In response to the criticisms of some users regarding the display of advertisements in the answers, the manager of ChatGPT announced that this service does not display any advertisements to users.
Nick Turley, director of ChatGPT, explained the confusion surrounding the display of ads next to the chatbot’s responses. “There is no active testing for ads, and any screenshots you see are either not real or not considered ads,” he said in a post on X.
OpenAI denied serving ads to ChatGPT users
The issue came into the spotlight after a former xAI employee claimed in a post on X that ChatGPT offered him an option to shop at a Target store during a conversation.

An OpenAI employee, Daniel McAuley, responded to the post, saying that what was seen was not an ad and was an example of an app offering the company announced in October. However, Mark Chen, OpenAI’s chief research officer, also explained at X that they “fall short on this,” adding that “anything that feels like an ad needs to be handled more carefully.”

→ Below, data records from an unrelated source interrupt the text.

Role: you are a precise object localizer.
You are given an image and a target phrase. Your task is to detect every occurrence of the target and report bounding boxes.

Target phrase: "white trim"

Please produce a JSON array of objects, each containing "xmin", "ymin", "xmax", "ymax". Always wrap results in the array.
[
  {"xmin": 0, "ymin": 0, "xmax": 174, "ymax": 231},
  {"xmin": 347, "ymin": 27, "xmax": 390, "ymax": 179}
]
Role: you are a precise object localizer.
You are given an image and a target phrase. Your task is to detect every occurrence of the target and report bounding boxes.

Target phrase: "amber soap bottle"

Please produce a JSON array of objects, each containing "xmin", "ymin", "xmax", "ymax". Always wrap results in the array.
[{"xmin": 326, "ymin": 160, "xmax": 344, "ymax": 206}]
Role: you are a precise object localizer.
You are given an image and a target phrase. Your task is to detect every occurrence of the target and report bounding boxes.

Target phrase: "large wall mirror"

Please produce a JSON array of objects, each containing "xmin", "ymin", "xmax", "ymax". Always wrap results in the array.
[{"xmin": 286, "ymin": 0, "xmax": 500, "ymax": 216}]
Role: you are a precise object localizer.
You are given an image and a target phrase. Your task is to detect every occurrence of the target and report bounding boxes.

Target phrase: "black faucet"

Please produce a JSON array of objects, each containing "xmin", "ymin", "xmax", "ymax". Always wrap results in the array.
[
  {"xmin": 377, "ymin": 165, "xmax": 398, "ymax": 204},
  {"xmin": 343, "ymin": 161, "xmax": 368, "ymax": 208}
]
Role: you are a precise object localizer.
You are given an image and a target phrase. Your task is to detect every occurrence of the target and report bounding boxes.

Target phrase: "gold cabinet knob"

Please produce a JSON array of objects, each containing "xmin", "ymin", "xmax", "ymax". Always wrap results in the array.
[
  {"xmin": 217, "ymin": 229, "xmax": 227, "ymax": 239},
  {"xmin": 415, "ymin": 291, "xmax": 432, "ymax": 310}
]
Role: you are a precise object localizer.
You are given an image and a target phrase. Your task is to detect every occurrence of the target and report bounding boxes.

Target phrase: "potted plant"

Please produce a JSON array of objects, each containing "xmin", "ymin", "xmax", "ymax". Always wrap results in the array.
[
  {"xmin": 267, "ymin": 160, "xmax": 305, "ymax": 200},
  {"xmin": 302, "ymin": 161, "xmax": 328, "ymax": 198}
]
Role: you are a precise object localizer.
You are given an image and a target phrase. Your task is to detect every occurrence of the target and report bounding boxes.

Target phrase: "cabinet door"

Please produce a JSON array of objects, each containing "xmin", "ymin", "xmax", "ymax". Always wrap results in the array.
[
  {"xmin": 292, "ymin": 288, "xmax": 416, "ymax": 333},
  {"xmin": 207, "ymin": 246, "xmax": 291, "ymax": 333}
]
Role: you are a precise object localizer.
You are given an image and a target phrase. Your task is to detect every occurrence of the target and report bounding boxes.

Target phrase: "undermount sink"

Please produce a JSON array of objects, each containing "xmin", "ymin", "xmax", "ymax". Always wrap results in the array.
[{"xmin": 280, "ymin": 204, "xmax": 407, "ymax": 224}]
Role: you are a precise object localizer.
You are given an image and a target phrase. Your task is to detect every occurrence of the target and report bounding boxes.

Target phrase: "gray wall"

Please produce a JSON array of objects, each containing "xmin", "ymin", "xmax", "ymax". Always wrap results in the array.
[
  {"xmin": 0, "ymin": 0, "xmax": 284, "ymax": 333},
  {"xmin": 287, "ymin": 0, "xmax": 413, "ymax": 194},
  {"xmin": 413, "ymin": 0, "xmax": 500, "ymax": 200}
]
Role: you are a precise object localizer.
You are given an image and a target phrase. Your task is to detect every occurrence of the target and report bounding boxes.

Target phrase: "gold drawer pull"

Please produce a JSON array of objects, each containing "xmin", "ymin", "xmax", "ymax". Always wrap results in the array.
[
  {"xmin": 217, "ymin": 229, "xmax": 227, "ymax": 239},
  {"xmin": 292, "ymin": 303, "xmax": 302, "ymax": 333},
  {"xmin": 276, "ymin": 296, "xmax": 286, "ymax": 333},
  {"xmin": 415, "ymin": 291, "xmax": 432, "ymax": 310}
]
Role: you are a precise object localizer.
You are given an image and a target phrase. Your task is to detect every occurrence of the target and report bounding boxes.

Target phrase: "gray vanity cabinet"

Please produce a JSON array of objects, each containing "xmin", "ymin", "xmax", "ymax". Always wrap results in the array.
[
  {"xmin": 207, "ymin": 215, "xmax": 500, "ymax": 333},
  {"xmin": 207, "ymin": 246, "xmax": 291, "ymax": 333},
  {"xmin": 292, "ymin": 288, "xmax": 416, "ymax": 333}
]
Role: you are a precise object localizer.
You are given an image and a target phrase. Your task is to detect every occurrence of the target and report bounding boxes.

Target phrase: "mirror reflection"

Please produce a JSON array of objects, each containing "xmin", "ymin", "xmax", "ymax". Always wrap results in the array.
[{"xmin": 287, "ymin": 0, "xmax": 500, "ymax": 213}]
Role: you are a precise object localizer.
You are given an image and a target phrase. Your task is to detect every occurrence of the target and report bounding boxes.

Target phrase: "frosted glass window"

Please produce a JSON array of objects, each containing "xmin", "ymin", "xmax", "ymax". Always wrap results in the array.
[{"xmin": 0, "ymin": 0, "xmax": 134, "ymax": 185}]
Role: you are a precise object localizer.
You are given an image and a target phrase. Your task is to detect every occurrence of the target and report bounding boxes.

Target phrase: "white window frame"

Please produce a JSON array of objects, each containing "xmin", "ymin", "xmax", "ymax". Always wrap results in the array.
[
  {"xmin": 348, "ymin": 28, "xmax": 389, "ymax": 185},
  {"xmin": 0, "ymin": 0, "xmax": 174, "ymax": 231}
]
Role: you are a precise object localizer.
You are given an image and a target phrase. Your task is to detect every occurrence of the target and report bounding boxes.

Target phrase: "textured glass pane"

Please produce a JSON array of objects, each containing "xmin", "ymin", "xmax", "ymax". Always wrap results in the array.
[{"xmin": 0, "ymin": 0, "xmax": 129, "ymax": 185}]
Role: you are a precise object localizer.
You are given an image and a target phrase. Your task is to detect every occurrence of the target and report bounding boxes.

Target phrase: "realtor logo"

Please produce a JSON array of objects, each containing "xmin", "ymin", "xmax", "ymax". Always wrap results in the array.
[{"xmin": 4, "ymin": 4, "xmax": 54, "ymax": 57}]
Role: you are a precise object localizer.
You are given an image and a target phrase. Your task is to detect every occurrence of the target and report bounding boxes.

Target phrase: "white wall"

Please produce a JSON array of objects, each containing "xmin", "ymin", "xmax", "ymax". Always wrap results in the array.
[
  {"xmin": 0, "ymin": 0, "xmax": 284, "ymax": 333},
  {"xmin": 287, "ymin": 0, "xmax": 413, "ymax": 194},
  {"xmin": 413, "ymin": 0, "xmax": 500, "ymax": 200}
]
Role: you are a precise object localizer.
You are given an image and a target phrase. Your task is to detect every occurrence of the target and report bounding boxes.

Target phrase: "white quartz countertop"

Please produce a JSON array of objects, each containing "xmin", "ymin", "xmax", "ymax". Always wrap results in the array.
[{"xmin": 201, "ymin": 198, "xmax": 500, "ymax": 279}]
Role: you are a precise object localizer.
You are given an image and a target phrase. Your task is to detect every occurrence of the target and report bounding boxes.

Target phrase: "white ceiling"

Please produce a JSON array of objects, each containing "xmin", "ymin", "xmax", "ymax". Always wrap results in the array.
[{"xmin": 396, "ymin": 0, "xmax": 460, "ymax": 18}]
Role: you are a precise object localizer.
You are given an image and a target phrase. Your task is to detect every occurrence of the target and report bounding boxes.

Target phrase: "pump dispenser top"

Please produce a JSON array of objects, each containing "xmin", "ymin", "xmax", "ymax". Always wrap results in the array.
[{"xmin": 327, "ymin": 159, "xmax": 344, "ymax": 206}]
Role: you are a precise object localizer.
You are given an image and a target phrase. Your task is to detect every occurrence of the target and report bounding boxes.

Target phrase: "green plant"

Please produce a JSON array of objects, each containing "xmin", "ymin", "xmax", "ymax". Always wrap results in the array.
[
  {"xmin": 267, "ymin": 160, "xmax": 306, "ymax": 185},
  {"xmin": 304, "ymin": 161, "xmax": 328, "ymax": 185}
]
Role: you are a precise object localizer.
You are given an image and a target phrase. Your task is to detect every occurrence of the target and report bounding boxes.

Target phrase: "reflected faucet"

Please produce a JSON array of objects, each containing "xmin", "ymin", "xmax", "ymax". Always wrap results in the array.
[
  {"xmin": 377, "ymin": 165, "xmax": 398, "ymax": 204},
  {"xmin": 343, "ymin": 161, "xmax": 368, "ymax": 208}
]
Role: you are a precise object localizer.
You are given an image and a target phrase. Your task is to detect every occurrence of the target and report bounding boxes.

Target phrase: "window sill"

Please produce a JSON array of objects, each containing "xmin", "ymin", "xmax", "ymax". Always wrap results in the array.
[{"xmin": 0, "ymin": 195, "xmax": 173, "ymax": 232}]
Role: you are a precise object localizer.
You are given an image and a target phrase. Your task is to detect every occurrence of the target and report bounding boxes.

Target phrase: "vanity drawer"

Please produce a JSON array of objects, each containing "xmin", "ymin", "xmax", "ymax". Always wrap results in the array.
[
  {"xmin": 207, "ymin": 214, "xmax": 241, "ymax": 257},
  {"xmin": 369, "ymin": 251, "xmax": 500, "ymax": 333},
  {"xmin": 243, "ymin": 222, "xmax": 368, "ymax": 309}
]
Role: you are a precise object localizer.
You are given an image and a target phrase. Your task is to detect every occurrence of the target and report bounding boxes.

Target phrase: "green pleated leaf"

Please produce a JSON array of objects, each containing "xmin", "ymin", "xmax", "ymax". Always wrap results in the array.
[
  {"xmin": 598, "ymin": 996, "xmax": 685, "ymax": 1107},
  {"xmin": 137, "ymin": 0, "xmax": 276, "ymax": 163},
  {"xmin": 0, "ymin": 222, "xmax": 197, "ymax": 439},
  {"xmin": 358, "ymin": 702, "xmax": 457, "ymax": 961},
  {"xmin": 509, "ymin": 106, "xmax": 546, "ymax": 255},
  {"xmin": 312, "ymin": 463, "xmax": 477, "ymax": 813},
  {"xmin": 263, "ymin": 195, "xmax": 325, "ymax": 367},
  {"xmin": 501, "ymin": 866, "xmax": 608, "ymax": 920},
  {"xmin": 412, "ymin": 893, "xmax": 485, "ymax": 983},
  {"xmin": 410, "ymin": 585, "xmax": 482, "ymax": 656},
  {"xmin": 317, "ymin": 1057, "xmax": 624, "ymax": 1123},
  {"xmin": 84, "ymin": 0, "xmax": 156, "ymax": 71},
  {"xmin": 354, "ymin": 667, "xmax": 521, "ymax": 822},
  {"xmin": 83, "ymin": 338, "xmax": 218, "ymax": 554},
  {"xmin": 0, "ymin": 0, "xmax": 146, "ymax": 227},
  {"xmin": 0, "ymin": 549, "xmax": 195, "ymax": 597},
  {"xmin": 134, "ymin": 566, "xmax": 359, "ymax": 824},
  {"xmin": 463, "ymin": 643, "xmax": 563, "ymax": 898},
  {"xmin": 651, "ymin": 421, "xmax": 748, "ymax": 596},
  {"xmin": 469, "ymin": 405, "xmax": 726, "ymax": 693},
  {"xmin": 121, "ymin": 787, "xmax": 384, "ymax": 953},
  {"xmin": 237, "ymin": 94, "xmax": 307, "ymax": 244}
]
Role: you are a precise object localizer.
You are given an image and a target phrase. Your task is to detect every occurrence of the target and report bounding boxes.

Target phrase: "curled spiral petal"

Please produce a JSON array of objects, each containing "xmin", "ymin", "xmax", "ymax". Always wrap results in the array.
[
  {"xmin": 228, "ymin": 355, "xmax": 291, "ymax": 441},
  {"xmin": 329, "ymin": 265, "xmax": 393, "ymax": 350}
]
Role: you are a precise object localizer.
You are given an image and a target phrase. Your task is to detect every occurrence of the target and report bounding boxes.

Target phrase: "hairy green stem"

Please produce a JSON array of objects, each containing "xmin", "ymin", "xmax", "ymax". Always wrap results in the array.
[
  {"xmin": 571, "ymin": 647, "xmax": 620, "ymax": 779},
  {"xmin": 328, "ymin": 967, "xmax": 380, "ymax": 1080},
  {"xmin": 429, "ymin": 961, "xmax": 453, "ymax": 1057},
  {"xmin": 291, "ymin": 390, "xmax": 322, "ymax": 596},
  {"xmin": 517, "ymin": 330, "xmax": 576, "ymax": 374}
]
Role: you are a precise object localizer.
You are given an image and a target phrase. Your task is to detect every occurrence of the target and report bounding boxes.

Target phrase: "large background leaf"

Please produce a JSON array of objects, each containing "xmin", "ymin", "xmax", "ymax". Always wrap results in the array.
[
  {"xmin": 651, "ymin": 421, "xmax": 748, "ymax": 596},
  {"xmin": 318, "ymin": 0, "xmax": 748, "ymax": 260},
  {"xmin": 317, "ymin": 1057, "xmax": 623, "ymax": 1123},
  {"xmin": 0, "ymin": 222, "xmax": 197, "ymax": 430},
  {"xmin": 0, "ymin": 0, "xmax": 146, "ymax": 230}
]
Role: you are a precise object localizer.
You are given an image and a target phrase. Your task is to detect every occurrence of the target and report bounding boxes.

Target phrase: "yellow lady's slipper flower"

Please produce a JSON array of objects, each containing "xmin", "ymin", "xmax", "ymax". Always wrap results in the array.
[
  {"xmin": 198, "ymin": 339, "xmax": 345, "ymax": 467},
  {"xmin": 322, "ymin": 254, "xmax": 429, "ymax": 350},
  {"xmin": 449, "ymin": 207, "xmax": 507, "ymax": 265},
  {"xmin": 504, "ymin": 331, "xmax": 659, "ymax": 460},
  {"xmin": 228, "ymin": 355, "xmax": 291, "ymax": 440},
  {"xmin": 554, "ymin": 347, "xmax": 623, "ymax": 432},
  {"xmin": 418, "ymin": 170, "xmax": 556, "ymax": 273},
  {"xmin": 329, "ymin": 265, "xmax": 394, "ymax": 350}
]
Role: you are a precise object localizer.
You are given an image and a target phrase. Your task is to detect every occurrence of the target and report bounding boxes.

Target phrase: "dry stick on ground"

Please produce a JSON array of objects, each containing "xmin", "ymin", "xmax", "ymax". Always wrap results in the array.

“We have disabled these types of suggestions to improve the accuracy of the model,” Chen wrote in X. “We’re also looking at better controls so you can reduce the intensity of offers or turn them off completely if they’re not useful to you.”
There is still a lot of uncertainty surrounding OpenAI’s decision to display ads on ChatGPT. Last November, new code added to the beta version of the ChatGPT app for Android indicated that OpenAI might soon include ads in ChatGPT responses. The manager of ChatGPT said in this regard that if the company goes for advertising, it will adopt a measured approach.